Bu sorunları ve sorunların kısmen de olsa giderilmesine yönelik yapılması elzem olan gereklilikleri, dilimizin döndüğünce mensubu bulunduğumuz Muğla Gazeteciler Cemiyeti kanalıyla ve üst çatımız olan Türkiye Gazeteciler Federasyonu aracılığıyla dile getirmiş ve getirmeyi de sürdürüyoruz.

Bir meslek kuruluşu olarak, sürece yönelik hassasiyet ve çaba ortaya koyduğumuza inanıyoruz.

Bu yöndeki çaba, gayret ve girişimleri görmezden gelip, dile getirmeyerek, sadece kendi gözüyle görme kurgusu içinde bulunanlar için bu girişimlerin kıymeti harbiyesinin olmadığını ve olmayacağını çok iyi bilsek de, kamuoyu nezdinde ‘Sezar’ın hakkının Sezar’a’ verilmesi gerektiğinin mesleki etik kuralları içerinde yer alması gerekliliğini savunanlardanız. 

Salgın sürecinde, mesleki yönde yaşanan sorunsal hassasiyetleri öne çıkarma gayreti içinde olanları, aynı konuda kılını dahi kıpırdatmayıp, sosyal medya şovlarıyla günü kurtarmaya çalışanlarla birlikte aynı cümle içinde geçirme acizliği içinde bulunan her kim varsa, geçtiğimiz hafta içinde gerek cemiyetimizin gerekse federasyonumuzun sektörümüze yönelik, uyarı, açıklama ve çabasını görecektir.

***

Salgın bize çok şey düşündürttü, söyletti. Psikolojilerimizi alt üst etti. Özellikle de ekonomi olarak çalkantılı günler yaşadığımız ya da yaşayacağımız aşikar.

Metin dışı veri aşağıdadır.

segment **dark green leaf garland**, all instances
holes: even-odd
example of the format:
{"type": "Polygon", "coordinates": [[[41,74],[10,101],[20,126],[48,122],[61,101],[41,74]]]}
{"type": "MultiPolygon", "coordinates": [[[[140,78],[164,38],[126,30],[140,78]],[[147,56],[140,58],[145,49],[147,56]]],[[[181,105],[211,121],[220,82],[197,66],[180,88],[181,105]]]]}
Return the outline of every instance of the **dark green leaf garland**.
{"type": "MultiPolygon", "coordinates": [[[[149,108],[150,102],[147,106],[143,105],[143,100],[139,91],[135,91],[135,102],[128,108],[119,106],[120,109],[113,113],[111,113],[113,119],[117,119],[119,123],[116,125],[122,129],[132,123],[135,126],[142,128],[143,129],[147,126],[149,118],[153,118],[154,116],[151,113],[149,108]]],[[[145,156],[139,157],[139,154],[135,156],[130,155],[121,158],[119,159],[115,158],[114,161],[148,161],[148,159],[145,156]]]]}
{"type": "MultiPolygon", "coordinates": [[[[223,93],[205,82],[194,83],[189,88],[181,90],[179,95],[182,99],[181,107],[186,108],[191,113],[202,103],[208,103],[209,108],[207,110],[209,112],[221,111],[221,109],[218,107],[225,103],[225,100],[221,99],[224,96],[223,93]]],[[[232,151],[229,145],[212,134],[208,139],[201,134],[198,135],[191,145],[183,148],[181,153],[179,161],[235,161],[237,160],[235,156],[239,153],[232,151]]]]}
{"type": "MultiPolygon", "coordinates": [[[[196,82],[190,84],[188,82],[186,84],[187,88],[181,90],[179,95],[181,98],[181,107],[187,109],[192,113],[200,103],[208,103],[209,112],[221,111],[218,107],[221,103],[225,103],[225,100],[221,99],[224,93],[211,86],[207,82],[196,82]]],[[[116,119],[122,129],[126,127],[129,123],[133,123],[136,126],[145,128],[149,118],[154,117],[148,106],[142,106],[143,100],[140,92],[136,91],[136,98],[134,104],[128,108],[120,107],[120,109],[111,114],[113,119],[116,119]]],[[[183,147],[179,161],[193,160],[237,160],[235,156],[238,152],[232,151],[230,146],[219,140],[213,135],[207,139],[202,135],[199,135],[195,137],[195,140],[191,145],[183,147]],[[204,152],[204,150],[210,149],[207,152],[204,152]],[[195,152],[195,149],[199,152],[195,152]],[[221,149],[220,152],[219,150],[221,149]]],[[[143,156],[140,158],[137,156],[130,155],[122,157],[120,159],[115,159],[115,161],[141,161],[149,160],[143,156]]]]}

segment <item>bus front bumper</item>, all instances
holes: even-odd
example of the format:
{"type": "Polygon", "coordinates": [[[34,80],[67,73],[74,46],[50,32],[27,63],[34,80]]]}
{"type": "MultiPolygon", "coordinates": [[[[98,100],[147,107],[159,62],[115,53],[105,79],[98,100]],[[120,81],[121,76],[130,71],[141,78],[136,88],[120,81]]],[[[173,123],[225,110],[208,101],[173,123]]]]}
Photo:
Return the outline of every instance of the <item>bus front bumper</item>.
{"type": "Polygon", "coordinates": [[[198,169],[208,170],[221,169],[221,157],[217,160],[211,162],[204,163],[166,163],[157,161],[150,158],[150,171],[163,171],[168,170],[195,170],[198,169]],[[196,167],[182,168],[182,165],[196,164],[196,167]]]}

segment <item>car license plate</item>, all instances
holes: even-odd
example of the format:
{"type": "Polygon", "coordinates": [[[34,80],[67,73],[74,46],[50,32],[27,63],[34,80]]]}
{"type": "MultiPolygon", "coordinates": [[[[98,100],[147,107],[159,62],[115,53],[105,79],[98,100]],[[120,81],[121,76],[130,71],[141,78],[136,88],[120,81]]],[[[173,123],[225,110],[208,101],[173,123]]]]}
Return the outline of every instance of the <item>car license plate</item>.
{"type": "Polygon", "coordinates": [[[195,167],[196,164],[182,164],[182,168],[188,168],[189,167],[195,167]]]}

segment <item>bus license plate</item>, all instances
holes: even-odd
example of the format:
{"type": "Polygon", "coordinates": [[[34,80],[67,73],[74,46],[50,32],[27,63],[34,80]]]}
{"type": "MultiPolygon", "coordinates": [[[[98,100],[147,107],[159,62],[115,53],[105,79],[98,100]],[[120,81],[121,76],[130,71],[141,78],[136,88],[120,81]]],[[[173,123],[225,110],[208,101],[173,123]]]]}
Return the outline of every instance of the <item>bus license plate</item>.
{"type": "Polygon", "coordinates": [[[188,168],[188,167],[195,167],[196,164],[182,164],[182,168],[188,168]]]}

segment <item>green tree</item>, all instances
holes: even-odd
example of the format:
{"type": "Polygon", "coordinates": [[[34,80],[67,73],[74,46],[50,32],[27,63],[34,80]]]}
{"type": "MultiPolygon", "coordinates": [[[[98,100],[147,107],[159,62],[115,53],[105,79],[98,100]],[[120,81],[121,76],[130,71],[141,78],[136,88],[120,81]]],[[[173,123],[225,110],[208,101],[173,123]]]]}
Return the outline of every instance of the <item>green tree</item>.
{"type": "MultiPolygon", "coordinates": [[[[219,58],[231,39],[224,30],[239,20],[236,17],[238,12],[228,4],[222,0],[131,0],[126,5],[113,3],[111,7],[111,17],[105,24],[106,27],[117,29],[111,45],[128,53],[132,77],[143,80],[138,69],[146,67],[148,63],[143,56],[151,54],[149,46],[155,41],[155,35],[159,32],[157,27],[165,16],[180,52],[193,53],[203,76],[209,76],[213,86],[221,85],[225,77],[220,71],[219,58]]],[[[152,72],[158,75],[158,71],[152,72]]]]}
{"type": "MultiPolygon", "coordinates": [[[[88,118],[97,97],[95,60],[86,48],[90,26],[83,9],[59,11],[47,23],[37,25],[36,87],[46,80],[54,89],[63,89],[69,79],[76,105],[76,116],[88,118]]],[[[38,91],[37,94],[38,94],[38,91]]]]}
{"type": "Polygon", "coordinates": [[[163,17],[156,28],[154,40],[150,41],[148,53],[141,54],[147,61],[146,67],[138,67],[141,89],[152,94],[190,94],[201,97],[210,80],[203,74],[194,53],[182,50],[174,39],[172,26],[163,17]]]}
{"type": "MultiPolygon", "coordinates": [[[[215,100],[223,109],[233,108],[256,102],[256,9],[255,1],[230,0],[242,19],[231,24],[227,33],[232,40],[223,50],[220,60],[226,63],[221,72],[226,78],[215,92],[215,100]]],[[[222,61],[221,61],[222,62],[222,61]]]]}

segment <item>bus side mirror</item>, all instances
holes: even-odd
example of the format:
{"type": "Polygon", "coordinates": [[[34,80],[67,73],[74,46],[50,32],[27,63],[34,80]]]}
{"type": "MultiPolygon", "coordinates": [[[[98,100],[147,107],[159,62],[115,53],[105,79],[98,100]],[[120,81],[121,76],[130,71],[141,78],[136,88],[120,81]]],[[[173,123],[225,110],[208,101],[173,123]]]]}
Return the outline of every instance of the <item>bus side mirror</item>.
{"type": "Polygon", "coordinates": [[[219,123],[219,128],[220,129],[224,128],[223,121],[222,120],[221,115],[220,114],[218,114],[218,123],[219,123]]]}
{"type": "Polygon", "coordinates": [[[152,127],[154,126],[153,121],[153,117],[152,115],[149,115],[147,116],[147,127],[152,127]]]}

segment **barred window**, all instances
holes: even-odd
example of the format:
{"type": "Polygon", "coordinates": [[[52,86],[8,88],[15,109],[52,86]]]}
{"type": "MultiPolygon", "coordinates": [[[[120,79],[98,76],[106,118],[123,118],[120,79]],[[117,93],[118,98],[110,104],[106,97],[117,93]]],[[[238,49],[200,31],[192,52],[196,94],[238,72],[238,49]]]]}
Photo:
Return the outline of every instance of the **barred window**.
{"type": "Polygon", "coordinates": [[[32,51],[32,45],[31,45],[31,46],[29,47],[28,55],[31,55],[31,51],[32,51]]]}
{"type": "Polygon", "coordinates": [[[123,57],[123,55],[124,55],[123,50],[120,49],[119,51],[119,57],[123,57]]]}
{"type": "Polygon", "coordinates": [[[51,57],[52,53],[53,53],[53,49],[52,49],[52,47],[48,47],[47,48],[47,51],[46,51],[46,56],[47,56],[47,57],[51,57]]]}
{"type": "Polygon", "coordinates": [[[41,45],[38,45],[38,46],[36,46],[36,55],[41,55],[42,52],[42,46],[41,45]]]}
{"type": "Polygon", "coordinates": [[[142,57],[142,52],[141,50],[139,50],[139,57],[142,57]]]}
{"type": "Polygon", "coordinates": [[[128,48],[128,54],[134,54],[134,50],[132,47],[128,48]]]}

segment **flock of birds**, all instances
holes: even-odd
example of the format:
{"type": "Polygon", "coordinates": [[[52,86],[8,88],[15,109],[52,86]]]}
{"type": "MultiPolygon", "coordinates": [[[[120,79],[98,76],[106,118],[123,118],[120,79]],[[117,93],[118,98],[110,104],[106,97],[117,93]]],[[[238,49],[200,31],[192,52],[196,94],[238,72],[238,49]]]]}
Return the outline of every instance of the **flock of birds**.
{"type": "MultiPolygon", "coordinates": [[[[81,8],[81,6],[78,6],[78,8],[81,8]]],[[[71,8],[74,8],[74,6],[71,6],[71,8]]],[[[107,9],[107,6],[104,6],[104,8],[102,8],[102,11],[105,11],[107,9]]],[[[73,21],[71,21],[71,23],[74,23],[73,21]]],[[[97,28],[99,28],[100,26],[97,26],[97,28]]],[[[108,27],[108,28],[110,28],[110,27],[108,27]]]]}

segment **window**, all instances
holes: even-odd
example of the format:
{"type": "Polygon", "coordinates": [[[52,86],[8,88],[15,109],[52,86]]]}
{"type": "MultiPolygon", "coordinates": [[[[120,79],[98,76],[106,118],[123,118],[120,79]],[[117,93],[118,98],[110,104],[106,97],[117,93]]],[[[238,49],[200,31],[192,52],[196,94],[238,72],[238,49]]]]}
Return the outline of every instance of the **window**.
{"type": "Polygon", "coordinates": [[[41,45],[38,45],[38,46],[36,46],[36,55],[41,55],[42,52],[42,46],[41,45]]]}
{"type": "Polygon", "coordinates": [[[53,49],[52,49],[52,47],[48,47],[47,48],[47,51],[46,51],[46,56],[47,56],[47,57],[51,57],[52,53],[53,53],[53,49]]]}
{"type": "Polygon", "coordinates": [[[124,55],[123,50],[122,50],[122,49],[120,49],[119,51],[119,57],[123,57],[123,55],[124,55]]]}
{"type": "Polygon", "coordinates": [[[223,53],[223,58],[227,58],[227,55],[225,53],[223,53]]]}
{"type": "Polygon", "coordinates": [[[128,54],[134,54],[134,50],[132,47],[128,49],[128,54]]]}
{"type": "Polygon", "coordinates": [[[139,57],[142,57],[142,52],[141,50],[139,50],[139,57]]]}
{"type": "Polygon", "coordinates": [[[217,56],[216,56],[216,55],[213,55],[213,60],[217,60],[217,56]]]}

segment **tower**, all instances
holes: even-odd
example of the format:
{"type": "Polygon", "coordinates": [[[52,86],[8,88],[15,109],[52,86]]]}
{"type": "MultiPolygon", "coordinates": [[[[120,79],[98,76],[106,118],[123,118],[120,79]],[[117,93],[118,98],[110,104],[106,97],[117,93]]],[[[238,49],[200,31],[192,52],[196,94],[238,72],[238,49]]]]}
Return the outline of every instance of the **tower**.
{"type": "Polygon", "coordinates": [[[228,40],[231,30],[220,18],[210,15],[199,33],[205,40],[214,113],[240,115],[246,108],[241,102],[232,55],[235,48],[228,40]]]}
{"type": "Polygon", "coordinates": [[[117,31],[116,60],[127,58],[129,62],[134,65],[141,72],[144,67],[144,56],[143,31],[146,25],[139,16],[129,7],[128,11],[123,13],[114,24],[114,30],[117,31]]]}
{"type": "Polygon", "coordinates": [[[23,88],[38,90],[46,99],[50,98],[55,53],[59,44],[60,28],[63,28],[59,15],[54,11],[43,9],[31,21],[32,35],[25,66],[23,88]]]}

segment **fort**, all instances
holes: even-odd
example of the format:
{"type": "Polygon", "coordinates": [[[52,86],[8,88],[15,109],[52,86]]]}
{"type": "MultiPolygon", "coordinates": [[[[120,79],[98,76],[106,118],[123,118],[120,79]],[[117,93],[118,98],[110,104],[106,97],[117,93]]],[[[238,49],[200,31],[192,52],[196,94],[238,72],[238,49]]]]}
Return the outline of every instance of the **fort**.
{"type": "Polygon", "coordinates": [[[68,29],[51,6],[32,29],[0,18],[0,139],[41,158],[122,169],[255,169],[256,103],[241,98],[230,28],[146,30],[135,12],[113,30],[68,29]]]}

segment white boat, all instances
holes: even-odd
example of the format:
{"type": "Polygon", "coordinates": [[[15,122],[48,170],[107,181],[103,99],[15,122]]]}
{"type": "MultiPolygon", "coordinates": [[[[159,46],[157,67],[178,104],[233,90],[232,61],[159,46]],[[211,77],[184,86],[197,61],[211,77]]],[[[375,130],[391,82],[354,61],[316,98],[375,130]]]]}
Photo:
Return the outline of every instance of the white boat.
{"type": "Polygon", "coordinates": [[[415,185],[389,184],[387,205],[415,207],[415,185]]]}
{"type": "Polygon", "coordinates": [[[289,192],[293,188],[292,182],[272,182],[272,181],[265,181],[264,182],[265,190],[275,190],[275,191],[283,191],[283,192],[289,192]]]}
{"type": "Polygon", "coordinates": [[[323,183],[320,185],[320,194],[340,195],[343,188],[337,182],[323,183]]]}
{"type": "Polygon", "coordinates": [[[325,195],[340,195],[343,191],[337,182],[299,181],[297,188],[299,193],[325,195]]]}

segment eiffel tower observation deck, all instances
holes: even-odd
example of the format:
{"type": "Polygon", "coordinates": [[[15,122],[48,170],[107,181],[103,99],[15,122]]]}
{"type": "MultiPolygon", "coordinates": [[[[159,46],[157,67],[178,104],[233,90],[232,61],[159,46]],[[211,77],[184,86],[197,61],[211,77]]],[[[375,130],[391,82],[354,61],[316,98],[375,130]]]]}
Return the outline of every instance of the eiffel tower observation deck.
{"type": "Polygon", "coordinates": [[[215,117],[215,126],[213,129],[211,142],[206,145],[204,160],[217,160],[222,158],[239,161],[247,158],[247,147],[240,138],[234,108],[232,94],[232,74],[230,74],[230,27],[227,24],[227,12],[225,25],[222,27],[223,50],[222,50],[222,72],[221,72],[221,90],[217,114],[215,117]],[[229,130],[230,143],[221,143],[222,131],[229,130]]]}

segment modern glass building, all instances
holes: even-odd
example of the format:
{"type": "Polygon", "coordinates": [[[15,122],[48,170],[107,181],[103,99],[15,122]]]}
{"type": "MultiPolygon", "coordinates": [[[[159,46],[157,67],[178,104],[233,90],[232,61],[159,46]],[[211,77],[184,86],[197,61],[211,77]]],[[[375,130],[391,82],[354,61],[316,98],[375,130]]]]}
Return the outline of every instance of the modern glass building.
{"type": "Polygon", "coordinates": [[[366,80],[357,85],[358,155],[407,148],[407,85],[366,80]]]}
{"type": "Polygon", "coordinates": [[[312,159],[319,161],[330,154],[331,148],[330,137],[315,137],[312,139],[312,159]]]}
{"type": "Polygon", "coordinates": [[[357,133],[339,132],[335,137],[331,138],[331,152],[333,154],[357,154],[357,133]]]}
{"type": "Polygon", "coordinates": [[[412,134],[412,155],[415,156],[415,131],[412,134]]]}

Bu süreçte yaşanan ekonomik buhrandan her kesim etkilendi.

Hatırlasanıza, aile ekonomisine katkı sunmak ve evde oturan kadınlarımızın üretmelerini sağlamak ve topluma karışmalarını sağlamaya yönelik birçok çalışma, proje ve girişimleri izliyor, bizler de bunları haber olarak kamuoyuna sunuyorduk.

Aslına bakarsanız bugün en dezavantajlı kesimde o kadınlarımızın olduğunu söyleyebiliriz.

Kim mi o kadınlar?

Evlere temizliğe giderek, evinde kendi imkanlarıyla pasta-börek yaparak, pazaryerinde elişi ürünler yapıp, satarak geçimini sağlayan kadınlar.

Bunların yanında bir de, 3-4 çocuğu olup, eşleri cezaevinde olan kadınlar…

Çalışmıyorlar, mağdur durumdalar.

***

Sadece kadınlar mı?

Elbette her kesim.

Özellikle el emeğiyle ekmeğini çıkartanlar mesela.

Berber ve kuaförlerin yanı sıra, bu meslek erbaplarının yanında çalışan kesim var mesela.

Şu anda işsiz kaldılar.

Ve daha niceleri. Bu örnekler çoğaltılabilir elbette.

Her sektör mağdur ve bu işin ne zaman sonuçlanacağını bilmiş olsak bile, delik her geçen gün daha da büyüyor.

Bu nedenle Valilik ve Kaymakamlık kanalıyla, ülkenin önde gelen yardım kuruluşlarının illerdeki temsilcilerinin yaptığı yardımlar önem arz ediyor.

Bu yardımların duyurulması da hedef kitlelerin bilgilerinin olması açısından da yararlı oluyor.

Mağduriyet yaşayan vatandaşlarımız, Valilik ve Kaymakamlıklara ya da yardım kuruluşlarına başvursunlar.

En azından bu sorunsal süreçte bir nebze olsun rahat nefes alabileceklerdir.

***

Türk sağlık sistemi olarak salgın sürecini iyi yürüttüğümüzü söyleyebiliriz. Gelişmiş olarak bilinen ülkelerin durumu ortada.

Bu anlamda Sağlık Bakanlığımıza, illerdeki sağlık teşkilatlarımıza, sağlık çalışanlarımıza ne kadar teşekkür etsek azdır.

Bunun yanında canhıraş şekilde vatandaşa yardım ulaştırmaya çalışan devlet yetkililerimiz ile yardım kuruluşlarını da yürekten kutluyorum.

Kısır gündem yaklaşımlarına değil, kamu yararı niyetini görmek yararlı olacaktır.